We spend all day at sea, so the photo gallery is open from nine o’clock in the morning until midnight. I don’t really mind walking the nearly empty gallery, and gazing tiredly at the many pictures of nameless passengers. But I have to shoot this evening, and I really should be rested for that. That’s just my opinion, though. The manager thinks I will handle the situation well, so he is not concerned with my inability to sleep during the day.

It’s not like this is going to count anyway, because, as mentioned before, the passengers have had quite enough of us pesky photographers. They don’t want any more photos, and they are not shy about announcing that circumstance.

Grand Glittery Stairs aboard ABC RypMeOff

The Grand Stairs are a photographic attraction on cruise ships. Often enough they were my photo studio.

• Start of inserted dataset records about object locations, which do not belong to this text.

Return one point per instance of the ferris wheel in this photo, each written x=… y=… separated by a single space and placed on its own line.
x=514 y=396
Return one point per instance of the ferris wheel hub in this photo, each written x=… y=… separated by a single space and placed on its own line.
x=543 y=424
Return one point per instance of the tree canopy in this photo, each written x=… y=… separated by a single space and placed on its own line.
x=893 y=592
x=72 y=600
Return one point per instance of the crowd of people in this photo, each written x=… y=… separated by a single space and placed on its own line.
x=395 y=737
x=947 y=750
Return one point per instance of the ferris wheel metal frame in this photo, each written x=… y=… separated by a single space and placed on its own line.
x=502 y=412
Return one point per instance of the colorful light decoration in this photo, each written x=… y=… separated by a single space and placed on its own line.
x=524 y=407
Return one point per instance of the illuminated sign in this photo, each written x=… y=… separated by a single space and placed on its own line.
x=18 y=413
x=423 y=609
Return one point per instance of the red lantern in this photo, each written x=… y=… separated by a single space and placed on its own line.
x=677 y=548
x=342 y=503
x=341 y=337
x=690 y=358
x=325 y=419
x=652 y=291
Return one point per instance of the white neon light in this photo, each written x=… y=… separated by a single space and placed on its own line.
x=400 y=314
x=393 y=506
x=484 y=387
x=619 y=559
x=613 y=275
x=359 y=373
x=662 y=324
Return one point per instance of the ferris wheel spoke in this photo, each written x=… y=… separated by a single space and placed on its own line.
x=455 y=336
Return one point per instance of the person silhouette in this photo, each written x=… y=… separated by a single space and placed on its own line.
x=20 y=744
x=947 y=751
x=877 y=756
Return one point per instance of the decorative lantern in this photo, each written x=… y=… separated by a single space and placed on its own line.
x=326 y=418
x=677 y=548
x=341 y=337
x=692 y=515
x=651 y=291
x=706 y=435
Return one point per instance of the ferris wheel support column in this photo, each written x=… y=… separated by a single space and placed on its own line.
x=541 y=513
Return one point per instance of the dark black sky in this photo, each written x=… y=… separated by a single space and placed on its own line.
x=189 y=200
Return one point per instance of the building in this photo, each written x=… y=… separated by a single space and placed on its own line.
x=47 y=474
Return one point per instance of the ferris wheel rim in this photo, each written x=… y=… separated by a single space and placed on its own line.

Still, I feel a certain degree of excitement about my evening shift, because for the first time I get to shoot cruise passengers. My studio is the Grand Stairwell; a set of wide stairs that connects the three public decks around the Atrium, and glitters in various elegant colours. My job is to catch people off guard, pose them on the stairs, and shoot their portraits. Ten photos of any couple, five of a singular person.

However, that is not yet the thick of it. It is also gala night, so a tiny fraction of the passengers has dressed up nicely before trotting to dinner. Thus, we follow them into the big restaurants, with the mission to ban their annoyed faces on digital pictures. Without really understanding what I am looking for I walk among the tables, politely ask the guests for a photo, and occasionally shoot someone. First the couple, then lad and lassie as singles. The resulting photos are OK. Apart from exposure, posing, composition, and the fact that every face looks tired (of life in general, and photos in particular). But alright; apparently that’s how things are done on a cruise ship.